Rodney Mitchell spent 1946 in Hohhertz,
his first year of life. He remembers 30 people living there then, the water
tower on left, clapboard shacks scattered all about.
Dean and Lois Wilson were the last
to live in company housing there. They moved their house to Strawn where it
still sits. Hohhertz was a place where families were raised, where couples fell
in love, where life was lived then passed on to children.
Like many T
& P operations, most of the actors in this play moved on. There are a few
down the hill in Strawn’s Mount
Marion Cemetery ,
maybe a few more toward Necessity.
Hohhertz Camp the place is empty.
The community is scattered out there in the world, for a while longer, stretched
thin by decades of moving forward to whatever came next.
If you read this and you have
memories of old Hohhertz Camp, shoot me an email. Pull up a chair with the
others. We’re waiting to hear from you.
I was glad to come across this write up. I have been to this camp with my metal detector but not knowing what is was. seen the old street and old house foundations and not far away was a big ole Texas star fashioned from native rock came across some very old car license plates from 20's if I remember right? and found a 1920's penny.

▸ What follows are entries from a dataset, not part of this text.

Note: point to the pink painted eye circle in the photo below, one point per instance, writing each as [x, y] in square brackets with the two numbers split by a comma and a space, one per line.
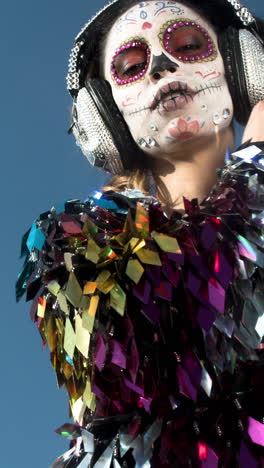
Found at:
[188, 41]
[130, 62]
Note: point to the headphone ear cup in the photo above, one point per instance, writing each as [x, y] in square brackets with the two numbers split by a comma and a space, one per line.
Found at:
[230, 49]
[101, 131]
[243, 56]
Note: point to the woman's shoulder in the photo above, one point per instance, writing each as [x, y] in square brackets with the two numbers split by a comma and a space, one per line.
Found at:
[65, 228]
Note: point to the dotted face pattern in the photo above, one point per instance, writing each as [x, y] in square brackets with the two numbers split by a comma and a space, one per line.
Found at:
[184, 39]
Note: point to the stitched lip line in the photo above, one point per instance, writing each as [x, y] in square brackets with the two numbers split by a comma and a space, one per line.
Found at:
[169, 89]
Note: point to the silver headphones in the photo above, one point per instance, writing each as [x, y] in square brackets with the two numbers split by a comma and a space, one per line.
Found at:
[99, 127]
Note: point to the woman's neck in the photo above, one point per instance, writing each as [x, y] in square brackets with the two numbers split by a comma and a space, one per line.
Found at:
[191, 173]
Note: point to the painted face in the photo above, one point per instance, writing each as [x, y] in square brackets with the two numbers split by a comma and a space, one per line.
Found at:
[167, 75]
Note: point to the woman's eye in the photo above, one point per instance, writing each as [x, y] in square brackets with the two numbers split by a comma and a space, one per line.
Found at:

ReplyDeleteThank you for writing this article. My mom was born in Hohhertz Oil Field Camp in 1928 and she had often talked about it. According to the 1940 US Census, she and her family were residing in the camp. We had been unable to locate any information on it until today when I was researching it again. Mom passed away on Saturday, 21 March 2015, but should we have been pleased to know that her birthplace had been located. Thanks again. ~
ReplyDeleteMany thanks for writing this. Stanley Bowen, my favorite uncle, passed away just last week. His brother Junior was my dad. When dad passed away a few years ago we brought him down from DC to be buried in Mt Zion Cemetery about an hour south of Hohhertz (Junior became a world traveled Diplomat, but wanted to be buried back in Texas). After the ceremony, Uncle Stan and Aunt Minta took all of us younger ones up to Hohhertz to show us where they all grew up. Stan mentioned the gas engine power plant that turned a Looong long shaft that went down the center of the camp just above the ground. His dad (my granddad) kept the power plant running. They didn’t have an electric power grid, so they used a mechanical power grid to run the various oil pumps spread out (leather belts would be used to take power off the long rotating shaft). Stan also mentioned that the old (model T?) cars they had back then would have to drive up that hill backwards (reverse had the lowest gear, and those first cars also had no fuel pumps, so they needed to keep the gas tank as high above the engine as possible. Minta (Stan and Juniors younger sister) mentioned how the kids would run that “color” store. Apparently some of their colored liquids actually worked as dies (people frequently made their own clothes so a die would liven up a dress or shirt :) Minta went on to be an executive for a national Paint company ;) She also mentioned how the kids would have camp fires at night where they would puff on those fake “vine” cigarettes, and sometimes light a tumbleweed on fire to see the ember light show as it blew off into the desert night. They all had many fond memories of Hohhertz. Stan went on to have a few different careers including running a few of his own oil wells as well as being a vice president for a bank. Again many thanks!